Chirale Sulfonimidamide und Sulfoximine : Synthese, Strukturuntersuchungen und Anwendungen

摘要

This thesis describes the synthesis and structure determination of chiral sulfur-containing compounds, their use in asymmetric catalysis and the determination of the basicity of a bissulfoximine. In the first part the preparation of enantio- and diastereomerically pure sulfonimidamides bearing either an oxazolidinyl or a cyclohexylamino moiety is described, as well as the synthesis of enantiopure oxazolinyl-derivatized thioureas and one enantiopure oxazolinyl-functionalized guanidine. The structures of the oxazolidinyl-functionalized sulfonimidamides and the oxazolinyl-derivatized thioureas were examined by NMR- and X-ray methods. Furthermore, the first example of an asymmetric metal catalysis using sulfonimidamides as ligands is presented: the cyclohexylamine derived sulfonimidamides were applied in the Cu-catalyzed asymmetric Henry reaction between aromatic aldehydes and nitromethane giving products with enantiomeric excesses up to 95% ee.

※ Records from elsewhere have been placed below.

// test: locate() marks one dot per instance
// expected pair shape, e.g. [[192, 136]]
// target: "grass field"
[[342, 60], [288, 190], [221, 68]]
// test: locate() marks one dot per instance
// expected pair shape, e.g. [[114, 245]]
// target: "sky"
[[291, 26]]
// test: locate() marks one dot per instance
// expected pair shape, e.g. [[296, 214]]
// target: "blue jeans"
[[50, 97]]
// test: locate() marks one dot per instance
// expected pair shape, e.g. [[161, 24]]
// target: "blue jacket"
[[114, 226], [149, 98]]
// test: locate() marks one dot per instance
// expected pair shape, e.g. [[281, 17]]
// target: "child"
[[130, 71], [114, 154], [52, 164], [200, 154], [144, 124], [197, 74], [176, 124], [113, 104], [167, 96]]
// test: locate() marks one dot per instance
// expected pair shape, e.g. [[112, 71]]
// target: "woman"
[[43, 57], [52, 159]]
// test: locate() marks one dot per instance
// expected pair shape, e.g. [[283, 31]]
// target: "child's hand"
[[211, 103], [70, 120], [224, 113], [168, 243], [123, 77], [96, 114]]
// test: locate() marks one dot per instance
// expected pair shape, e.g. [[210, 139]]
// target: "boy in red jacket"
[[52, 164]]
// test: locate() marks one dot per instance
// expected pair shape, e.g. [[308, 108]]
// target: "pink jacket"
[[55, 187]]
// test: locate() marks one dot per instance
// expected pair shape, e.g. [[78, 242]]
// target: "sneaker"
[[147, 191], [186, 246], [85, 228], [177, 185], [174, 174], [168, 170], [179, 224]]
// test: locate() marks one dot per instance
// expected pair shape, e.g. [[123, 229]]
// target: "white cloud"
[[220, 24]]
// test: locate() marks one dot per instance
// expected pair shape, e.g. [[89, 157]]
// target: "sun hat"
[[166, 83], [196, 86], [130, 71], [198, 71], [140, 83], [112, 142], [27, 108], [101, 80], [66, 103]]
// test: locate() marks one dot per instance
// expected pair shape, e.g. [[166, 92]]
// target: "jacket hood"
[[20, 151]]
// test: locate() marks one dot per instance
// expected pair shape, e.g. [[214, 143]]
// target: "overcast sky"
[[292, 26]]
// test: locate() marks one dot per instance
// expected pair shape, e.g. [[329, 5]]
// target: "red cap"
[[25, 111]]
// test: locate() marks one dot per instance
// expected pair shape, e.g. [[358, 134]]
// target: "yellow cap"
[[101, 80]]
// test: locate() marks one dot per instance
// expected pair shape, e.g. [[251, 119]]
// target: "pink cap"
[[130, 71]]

In the second part of this thesis the basicity of a C2-symmetric naphthaline based bissulfoximine was studied, since this compound shows structural similarities to so-called proton sponges. Protonation experiments towards the determination of the basicity were carried out and the kinetic activity of the bissulfoximine was determined in a proton self-exchange reaction. A discussion of the structures of the free base and the protonated species is done using the data obtained from X-ray analysis. Finally, quantum chemical calculations for the determination of the proton affinity of the bissulfoximine are described.